Taking Neely at his word, and for the clarity of his memory seven years later, what appears to have happened is that he used force to restrain an uncooperative detainee who lunged toward him in a potentially hostile manner -- as the man's leg irons and handcuffs were being removed.
Neely also told Maddow that the following day, he noticed the detainee's face was "all scraped up and bruised." What's left unclear is how this happened, though this viewer wondered if the implication was that other guards abused the detainee. According to Neely's "testimony" for the Guantanamo Testimonials Project, however, "I am sure the initial hit to the pavement caused some if not all those marks."
The second incident is of a medic allegedly striking a detainee in the face for refusing to drink a nutritional supplement --
NEELY: And when the medic walked in, he looked up and he saw me and then he kind of motioned for me to move to my left a little bit. I didn't know what he was doing, so I went ahead and moved over. So they were holding him by the face and the medic opened up the Ensure (nutritional supplement) can and started pouring it in his mouth and he wasn't taking it, the whole Ensure, it was just running down his face. So the medic looked up and the medic struck him one time in the side of the face and they got out of the cage, put him back on the floor and they left. And I turned around and when I turned around the first thing I noticed was the guard tower was directedly behind me. So I automatically thought over time that, well, he had positioned me in front of that guard tower so they couldn't see what he was doing.
MADDOW: So it was the medic himself that punched the detainee in the face with you in the way so that it couldn't be seen from the guard tower.
NEELY: Correct.
There she goes again -- Neely, assuming his account is accurate, said the medic "struck (the detainee) one time in the side of the face." Maddow's interpretation? The medic "punched the detainee in the face." A distinction without a difference, some will say. Much like the difference between getting kicked by someone barefoot or wearing Army boots.
Notice also how Maddow takes Neely's conjecture about the medic wanting Neely to move -- to shield the medic from guard tower scrutiny -- and tries to establish it as fact, with Neely going along: "Correct."
The main problem with Neely's claims is that they undercut his premise of a climate of fear and rampant abuse at Guantanamo, and Maddow seems oblivious to this.
For example, how did other guards respond to the "physical incident" involving Neely and the older detainee? By pulling Neely off the man within "a couple of seconds" and separating him from an uncooperative detainee. This hardly suggests that a guard "beating up" a detainee, if that's what occurred here, was considered acceptable conduct.

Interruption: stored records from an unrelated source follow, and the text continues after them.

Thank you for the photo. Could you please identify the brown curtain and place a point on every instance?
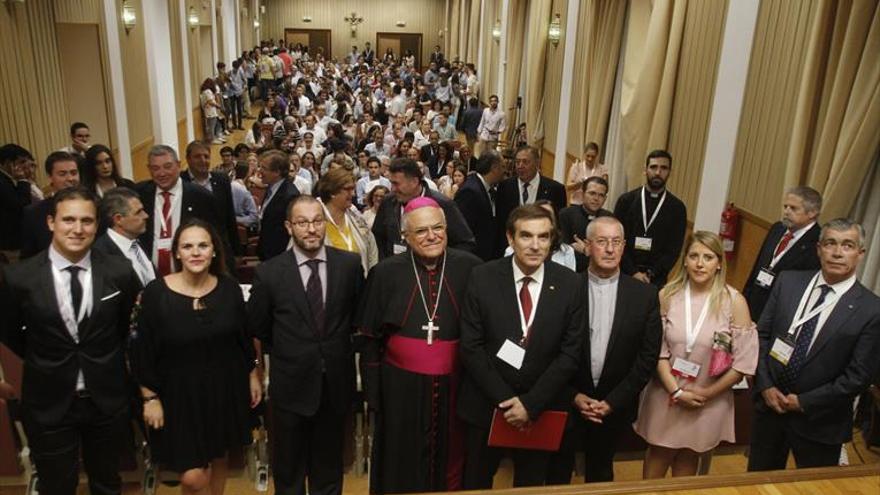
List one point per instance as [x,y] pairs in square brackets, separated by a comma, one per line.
[837,122]
[600,31]
[535,72]
[646,108]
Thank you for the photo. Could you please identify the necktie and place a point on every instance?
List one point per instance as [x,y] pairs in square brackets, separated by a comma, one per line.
[75,289]
[315,296]
[165,233]
[783,243]
[525,301]
[804,339]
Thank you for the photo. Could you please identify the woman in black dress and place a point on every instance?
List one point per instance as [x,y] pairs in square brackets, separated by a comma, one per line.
[195,363]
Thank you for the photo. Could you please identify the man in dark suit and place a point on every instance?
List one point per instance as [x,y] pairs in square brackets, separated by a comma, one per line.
[406,184]
[198,159]
[820,338]
[528,186]
[123,214]
[476,201]
[66,313]
[15,196]
[790,245]
[521,330]
[619,357]
[301,307]
[655,222]
[62,170]
[170,201]
[274,236]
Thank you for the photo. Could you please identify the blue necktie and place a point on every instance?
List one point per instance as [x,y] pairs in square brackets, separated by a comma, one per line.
[805,337]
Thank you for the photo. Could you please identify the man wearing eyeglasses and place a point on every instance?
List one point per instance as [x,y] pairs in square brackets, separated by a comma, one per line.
[410,320]
[619,357]
[820,338]
[301,308]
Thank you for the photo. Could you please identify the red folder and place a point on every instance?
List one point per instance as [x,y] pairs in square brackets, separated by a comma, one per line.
[543,434]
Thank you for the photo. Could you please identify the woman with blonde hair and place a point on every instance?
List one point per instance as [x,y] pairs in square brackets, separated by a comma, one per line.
[346,227]
[709,344]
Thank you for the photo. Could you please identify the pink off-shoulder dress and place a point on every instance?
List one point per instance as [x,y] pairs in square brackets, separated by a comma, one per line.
[675,426]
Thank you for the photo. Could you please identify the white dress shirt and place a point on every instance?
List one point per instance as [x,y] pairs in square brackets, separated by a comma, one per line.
[133,251]
[603,299]
[176,205]
[61,281]
[534,289]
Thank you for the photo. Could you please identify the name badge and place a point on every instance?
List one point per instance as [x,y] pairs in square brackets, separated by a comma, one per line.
[685,368]
[781,351]
[765,278]
[511,354]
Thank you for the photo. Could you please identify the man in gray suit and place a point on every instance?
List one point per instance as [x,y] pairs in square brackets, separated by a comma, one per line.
[820,337]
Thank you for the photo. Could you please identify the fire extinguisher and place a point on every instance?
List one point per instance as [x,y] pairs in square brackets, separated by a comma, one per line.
[729,223]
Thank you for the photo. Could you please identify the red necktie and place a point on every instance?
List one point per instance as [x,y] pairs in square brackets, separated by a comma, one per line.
[783,243]
[164,233]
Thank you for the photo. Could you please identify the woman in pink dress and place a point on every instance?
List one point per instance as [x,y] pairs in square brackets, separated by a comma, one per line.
[582,170]
[709,344]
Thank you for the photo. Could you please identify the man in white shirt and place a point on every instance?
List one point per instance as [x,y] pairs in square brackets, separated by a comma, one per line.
[123,213]
[624,343]
[492,126]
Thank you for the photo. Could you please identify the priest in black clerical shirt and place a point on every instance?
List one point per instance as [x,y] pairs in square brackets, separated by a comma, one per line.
[410,317]
[654,221]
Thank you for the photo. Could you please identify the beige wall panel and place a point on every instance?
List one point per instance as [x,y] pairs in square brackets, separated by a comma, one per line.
[694,92]
[78,11]
[778,53]
[421,16]
[32,109]
[79,50]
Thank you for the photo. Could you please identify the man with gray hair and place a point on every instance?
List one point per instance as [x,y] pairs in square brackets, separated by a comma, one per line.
[170,201]
[789,245]
[123,214]
[820,337]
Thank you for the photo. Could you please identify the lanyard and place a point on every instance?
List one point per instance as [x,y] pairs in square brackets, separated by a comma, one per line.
[345,238]
[527,325]
[647,223]
[693,330]
[830,299]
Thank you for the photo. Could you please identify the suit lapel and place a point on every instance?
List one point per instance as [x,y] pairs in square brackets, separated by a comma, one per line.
[846,307]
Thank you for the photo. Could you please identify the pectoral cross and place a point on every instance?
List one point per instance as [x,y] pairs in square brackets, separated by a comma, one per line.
[430,328]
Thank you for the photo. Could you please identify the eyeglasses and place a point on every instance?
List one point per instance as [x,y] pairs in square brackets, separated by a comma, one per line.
[422,232]
[304,224]
[603,242]
[845,246]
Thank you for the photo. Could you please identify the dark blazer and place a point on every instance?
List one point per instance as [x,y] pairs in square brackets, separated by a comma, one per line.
[839,366]
[386,226]
[274,237]
[196,202]
[802,255]
[14,197]
[32,328]
[35,233]
[631,357]
[509,195]
[476,208]
[490,316]
[667,234]
[279,315]
[221,189]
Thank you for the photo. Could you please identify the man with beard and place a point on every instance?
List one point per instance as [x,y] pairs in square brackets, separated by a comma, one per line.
[410,316]
[654,221]
[790,245]
[301,306]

Along the same lines, why would the medic ask Neely to move so as to shield his actions from a guard tower -- again, assuming Neely's account is accurate -- unless the medic believed that striking a detainee in the face was also deemed unacceptable?
If Neely's actions at Guantanamo were so flagrant, why is he working as a law enforcement officer in the Houston area, as reported Feb. 14 by the Associated Press? Maddow never asks, nor what Neely thinks would be appropriate punishment for himself and the medic.
That same AP story quoted a spokeswoman for the Guantanamo detention center, Navy Cmdr. Pauline Storum, said she could not comment on "what one individual may recall" from seven years earlier.
"Thousands of service members have honorably carried out their duties here in what is an arduous and scrutinized environment," Storum said.
What comes across most clearly in Maddow's segment with Neely is that she is less interested in a handful of alleged bad apples among thousands of our soldiers who've served with honor at Guantanamo as she is in bringing down the tree.